If you’ve done any reading into cybersecurity, you’ve likely encountered AES in some form or another. AES is now used as a global standard and protects data from sources ranging from WhatsApp to WinZip. But what exactly is AES and how did it achieve such a reputation?
 
Development
 
Original encryption was simple and involved disguising words by linking each letter to a corresponding letter or number so that nobody without the code would be able to read it. People eventually got good at decrypting, so good encryption became more and more important, especially in wartime. The Enigma machine was a famously complicated encryption/decryption technique used by the Germans in World War II.
 
However, as information slowly migrated to the realm of cyberspace, electronic encryption evolved to protect bits and bites. IBM developed a standard encryption form called Data Encryption Standard (DES), but this was cracked in 1997 at a competition. Soon, a DES cracker was developed that could crack a DES key in two days.
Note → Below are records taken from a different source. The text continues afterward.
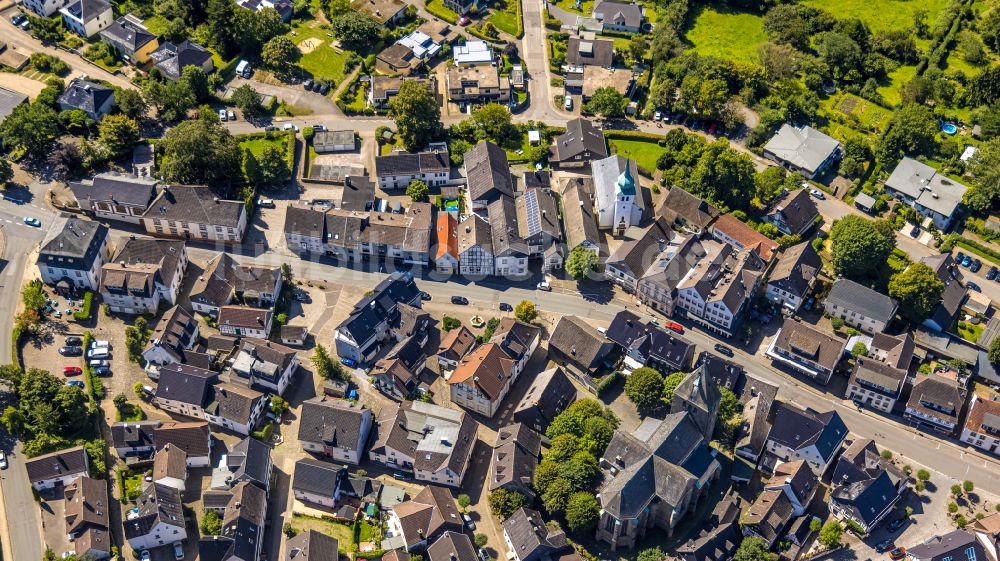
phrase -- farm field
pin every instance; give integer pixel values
(725, 33)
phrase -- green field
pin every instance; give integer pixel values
(881, 15)
(644, 152)
(726, 34)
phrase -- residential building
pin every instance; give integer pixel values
(225, 281)
(477, 83)
(172, 59)
(157, 520)
(807, 350)
(433, 442)
(576, 345)
(56, 469)
(805, 434)
(866, 486)
(687, 211)
(194, 438)
(793, 213)
(793, 277)
(173, 337)
(515, 457)
(860, 306)
(982, 424)
(957, 545)
(419, 521)
(114, 196)
(670, 452)
(368, 326)
(549, 394)
(454, 345)
(475, 247)
(618, 198)
(488, 174)
(936, 402)
(878, 377)
(589, 51)
(94, 99)
(194, 212)
(88, 524)
(335, 429)
(803, 149)
(510, 250)
(581, 144)
(729, 229)
(143, 275)
(244, 321)
(72, 253)
(619, 16)
(579, 222)
(399, 169)
(530, 539)
(317, 482)
(931, 194)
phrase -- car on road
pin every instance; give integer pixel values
(724, 350)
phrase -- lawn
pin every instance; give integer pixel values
(343, 533)
(725, 33)
(881, 15)
(644, 152)
(322, 61)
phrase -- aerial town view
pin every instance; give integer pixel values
(500, 280)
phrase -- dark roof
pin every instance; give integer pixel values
(88, 97)
(333, 422)
(581, 136)
(800, 428)
(488, 172)
(57, 464)
(316, 477)
(859, 298)
(594, 52)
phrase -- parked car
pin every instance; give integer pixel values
(723, 350)
(71, 350)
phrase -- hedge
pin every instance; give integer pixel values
(83, 314)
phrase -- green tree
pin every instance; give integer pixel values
(417, 115)
(830, 534)
(644, 387)
(199, 152)
(581, 262)
(607, 102)
(918, 290)
(417, 191)
(33, 128)
(526, 311)
(670, 384)
(860, 246)
(118, 133)
(582, 512)
(280, 54)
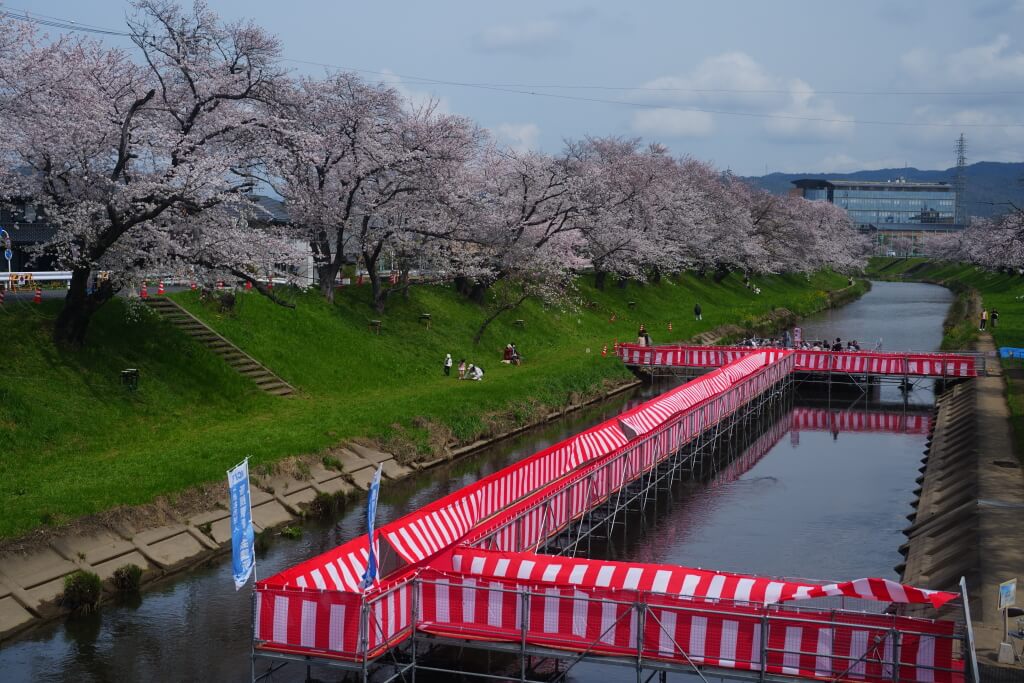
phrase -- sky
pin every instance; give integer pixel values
(754, 86)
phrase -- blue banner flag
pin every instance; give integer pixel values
(371, 574)
(243, 550)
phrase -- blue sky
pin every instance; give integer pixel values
(793, 75)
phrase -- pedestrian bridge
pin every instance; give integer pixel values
(866, 364)
(500, 565)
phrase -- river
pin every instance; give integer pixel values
(816, 504)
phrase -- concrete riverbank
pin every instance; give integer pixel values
(32, 581)
(968, 519)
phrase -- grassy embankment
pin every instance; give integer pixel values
(974, 287)
(74, 442)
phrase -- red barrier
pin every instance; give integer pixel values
(853, 363)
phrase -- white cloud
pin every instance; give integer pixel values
(519, 136)
(993, 61)
(673, 123)
(537, 35)
(413, 96)
(991, 134)
(736, 82)
(843, 163)
(808, 117)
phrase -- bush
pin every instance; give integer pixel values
(127, 579)
(82, 592)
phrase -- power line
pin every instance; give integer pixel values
(535, 90)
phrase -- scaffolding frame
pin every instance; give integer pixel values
(425, 648)
(412, 648)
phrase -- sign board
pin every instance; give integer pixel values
(1008, 594)
(243, 548)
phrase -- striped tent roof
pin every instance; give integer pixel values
(673, 580)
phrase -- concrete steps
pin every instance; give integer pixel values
(241, 361)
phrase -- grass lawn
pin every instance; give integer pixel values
(1005, 292)
(73, 441)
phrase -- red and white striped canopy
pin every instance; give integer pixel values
(672, 580)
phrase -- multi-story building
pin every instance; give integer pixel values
(895, 212)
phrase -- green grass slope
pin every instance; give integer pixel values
(73, 441)
(1001, 291)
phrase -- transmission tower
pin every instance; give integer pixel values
(961, 180)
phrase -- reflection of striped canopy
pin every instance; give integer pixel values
(678, 581)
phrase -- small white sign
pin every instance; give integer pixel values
(1008, 594)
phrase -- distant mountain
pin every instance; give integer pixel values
(988, 183)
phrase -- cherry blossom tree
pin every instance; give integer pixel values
(348, 157)
(121, 154)
(524, 224)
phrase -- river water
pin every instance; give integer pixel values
(816, 504)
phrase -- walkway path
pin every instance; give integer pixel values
(1000, 510)
(240, 360)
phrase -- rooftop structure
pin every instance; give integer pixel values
(894, 206)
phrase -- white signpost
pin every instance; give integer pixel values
(1008, 598)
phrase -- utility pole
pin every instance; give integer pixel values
(961, 180)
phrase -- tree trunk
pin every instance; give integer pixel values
(73, 322)
(491, 318)
(327, 274)
(403, 280)
(462, 285)
(370, 263)
(478, 293)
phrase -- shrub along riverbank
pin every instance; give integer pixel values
(76, 442)
(975, 288)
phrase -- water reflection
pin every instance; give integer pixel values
(825, 504)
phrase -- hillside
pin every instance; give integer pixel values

The US government became nervous at these developments – DES cracking was expensive, and it was unlikely that many people could do it, but their data needed to be protected. In 2001, the National Institute of Standards and Technology revealed a new federal standard based on the Rijndael block cipher – it was called Advanced Encryption Standard, or AES. Today, a DES key could be cracked in about six minutes, whereas with the same machine, it would take 36 quadrillion years to crack an AES key.
 
Key Features
 
AES, simply put, first divides the dataset into blocks of 128 bits of information: 4 columns with 16 bytes of information in each. If your message was ‘AES is the best,’ it would fit into one block of information and look like this:
 
A          I           H         E
E          S          E          S
S                                  T
T          B
 
Next, a series of different keys would be derived from Rijndael’s key schedule. If you converted ‘AES is the best’ with a plain key of 1, it would look like this:
 
10        53        4d        65
1e        9e        78        1c
06        80        8f         7b
3b        7d        2b        7c
 
The initial key is converted to binary and then added to the message, also converted into binary, to get a series of similar-looking bytes. These bites are then substituted according to a specific table that is accessible to the algorithm (e.g., that turns 1e into 5b). After this, rows are shifted and columns are subject to algorithms that make them less straightforward before another key is added.
 
This process is repeated many times, depending on the key – if it is 128-bit, there are nine rounds of this encryption process; if it is 256-bit, there are 13. The end result is encrypted text that is so difficult to decrypt that it is the base of many encryption solutions – from AES GPG to Proofpoint encryption. Turning a message into a seemingly random selection of letters and numbers is what protects your messages just as well as the government’s emails. You might recall Hillary Clinton’s email scandal – it was because she used her personal email server to give sensitive information to a server that should have been archived by the US government and hence automatically protected by AES.
 
There you have it: a rundown on what AES is and how it works.